Vêtu d’un treillis militaire et d’une casquette de garnison bleue, le colonel-major Amadou Abdramane, porte-parole de la junte au pouvoir au Niger, a pris la parole à la télévision locale le mois dernier pour critiquer les États-Unis et rompre le traditionnel partenariat militaire entre les deux pays. « Tenant compte des aspirations et des intérêts de son peuple, le gouvernement du Niger révoque, avec effet immédiat, l’accord relatif au statut du personnel militaire américain et des employés civils du ministère de la défense », a-t-il déclaré, insistant sur le fait que leur pacte de sécurité, vieux de 12 ans, violait la constitution du Niger. Source : TomDispatch, Nick Turse
Insa Garba Saidou, autre porte parole à l’occasion du Niger, s’est exprimé en des termes plus directs : « Les bases américaines et le personnel civil ne peuvent pas rester plus longtemps sur le sol nigérien. »

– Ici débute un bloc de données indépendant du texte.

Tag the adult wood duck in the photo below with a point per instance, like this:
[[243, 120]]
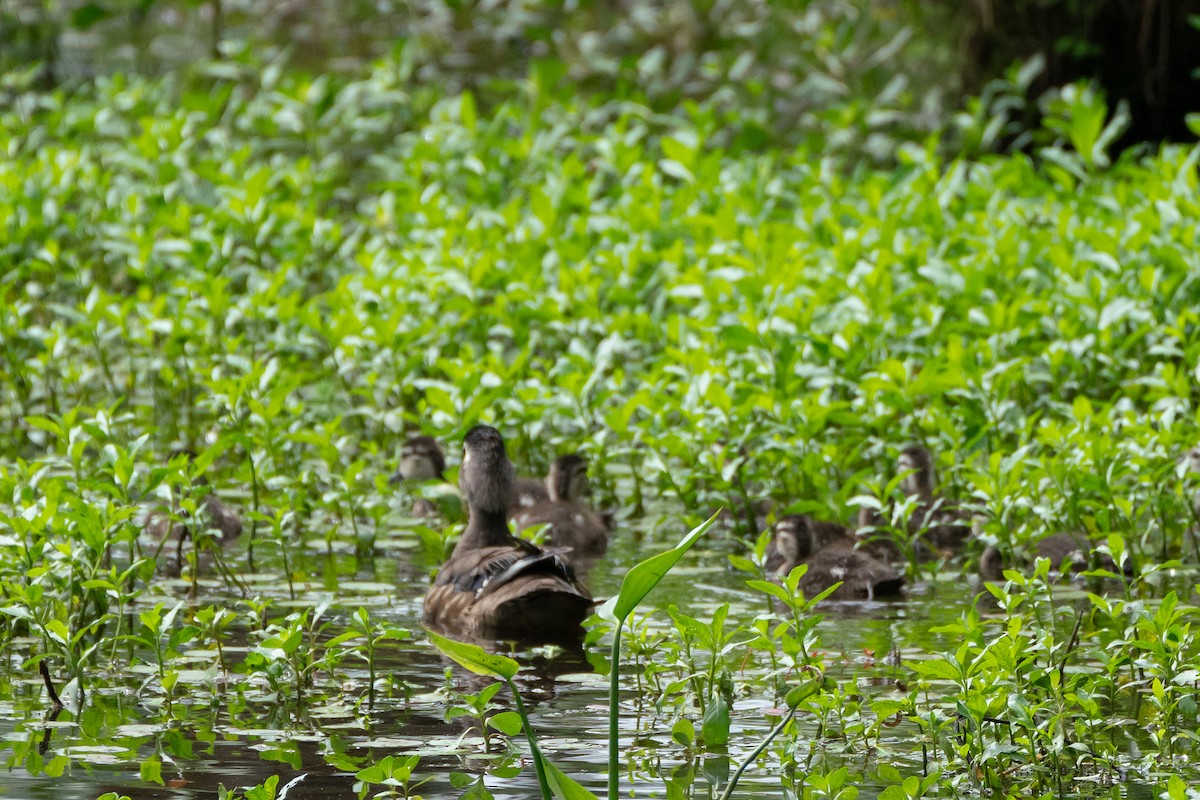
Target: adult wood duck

Ces annonces ont été faites alors que le terrorisme s’est intensifié dans le Sahel ouest-africain et dans le sillage d’une visite au Niger d’une délégation américaine de haut niveau, composée entre autres de la secrétaire d’État adjointe aux affaires africaines Molly Phee et du général Michael Langley, chef du commandement américain pour l’Afrique, ou AFRICOM. La rupture du Niger avec son allié n’est que le dernier coup porté aux initiatives de Washington pour lutter contre le terrorisme dans la région. Ces dernières années, des partenariats militaires américains de longue durée avec le Burkina Faso et le Mali ont également été interrompus après des coups d’État perpétrés par des officiers formés aux États-Unis. Le Niger était en fait le dernier grand bastion de l’influence militaire américaine dans le Sahel ouest-africain.

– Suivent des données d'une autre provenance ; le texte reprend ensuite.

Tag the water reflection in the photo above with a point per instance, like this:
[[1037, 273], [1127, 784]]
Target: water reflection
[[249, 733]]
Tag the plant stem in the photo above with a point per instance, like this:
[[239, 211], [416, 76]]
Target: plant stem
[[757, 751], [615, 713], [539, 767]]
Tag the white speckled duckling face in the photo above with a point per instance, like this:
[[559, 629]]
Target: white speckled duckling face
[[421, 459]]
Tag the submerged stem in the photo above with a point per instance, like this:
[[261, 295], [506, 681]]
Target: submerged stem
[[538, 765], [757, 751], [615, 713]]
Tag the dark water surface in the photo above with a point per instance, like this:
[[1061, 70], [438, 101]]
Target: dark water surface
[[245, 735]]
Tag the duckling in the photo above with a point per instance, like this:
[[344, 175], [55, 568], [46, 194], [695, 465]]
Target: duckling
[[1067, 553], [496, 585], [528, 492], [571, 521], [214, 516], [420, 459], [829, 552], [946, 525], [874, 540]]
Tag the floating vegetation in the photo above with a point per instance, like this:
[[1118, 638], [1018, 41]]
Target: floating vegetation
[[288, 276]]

Ces revers ne sont que les derniers d’une série d’impasses, de fiascos ou de défaites totales qui caractérisent désormais la guerre totale contre la terreur menée par les États-Unis. En plus de 20 ans d’interventions armées, les missions militaires américaines ont été bouleversées à plusieurs reprises en Afrique, au Moyen-Orient et en Asie du Sud, avec notamment une impasse en Somalie, une intervention transformée en machine infernale en Libye et des implosions pures et simples en Afghanistan et en Irak.

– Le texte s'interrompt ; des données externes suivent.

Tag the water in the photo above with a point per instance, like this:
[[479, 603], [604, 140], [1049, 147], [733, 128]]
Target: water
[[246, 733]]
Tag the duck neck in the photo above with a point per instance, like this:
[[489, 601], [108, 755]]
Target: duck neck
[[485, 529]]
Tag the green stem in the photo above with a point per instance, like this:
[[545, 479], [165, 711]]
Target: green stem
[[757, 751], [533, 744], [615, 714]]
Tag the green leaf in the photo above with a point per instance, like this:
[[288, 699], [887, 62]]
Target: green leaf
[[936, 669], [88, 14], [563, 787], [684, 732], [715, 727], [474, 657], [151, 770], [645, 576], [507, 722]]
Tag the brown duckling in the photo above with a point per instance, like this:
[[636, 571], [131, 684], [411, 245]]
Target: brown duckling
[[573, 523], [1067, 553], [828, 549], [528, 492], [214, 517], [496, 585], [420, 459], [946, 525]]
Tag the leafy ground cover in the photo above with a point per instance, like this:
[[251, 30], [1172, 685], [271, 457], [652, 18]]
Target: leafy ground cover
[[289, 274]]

Ce maelström de défaites et de reculs américains a fait au moins 4,5 millions de morts, dont environ 940 000 victimes de violences directes, parmi lesquelles plus de 432 000 civils, selon le projet « Costs of War » de l’université Brown. Pas moins de 60 millions de personnes ont également été déplacées en raison de la violence attisée par les « guerres sans fin » de l’Amérique.
Le président Biden a dans le même temps affirmé qu’il avait mis fin à ces guerres et que les États-Unis continueraient à les mener dans un avenir prévisible, voire pour toujours, « pour protéger le peuple et les intérêts des États-Unis ». Le bilan est dévastateur, en particulier au Sahel, mais Washington a largement ignoré les coûts supportés par les populations les plus touchées par l’échec de ses efforts de lutte contre le terrorisme.
La « réduction du terrorisme » entraîne une augmentation de 50 000 % u… Oui !… du terrorisme
Environ 1 000 militaires et civils américains sont déployés au Niger, la plupart près de la ville d’Agadez, sur la base aérienne 201, à la limite sud du désert du Sahara. Connu des habitants sous le nom de « Base américaine » (en français dans le texte), cet avant-poste est la pierre angulaire d’un archipel de bases militaires américaines dans la région et constitue le cœur des efforts stratégiques de déploiement et de surveillance de la puissance militaire des États-Unis en Afrique du Nord et de l’Ouest. Depuis les années 2010, les États-Unis ont englouti environ un quart de milliard de dollars dans ce seul avant-poste.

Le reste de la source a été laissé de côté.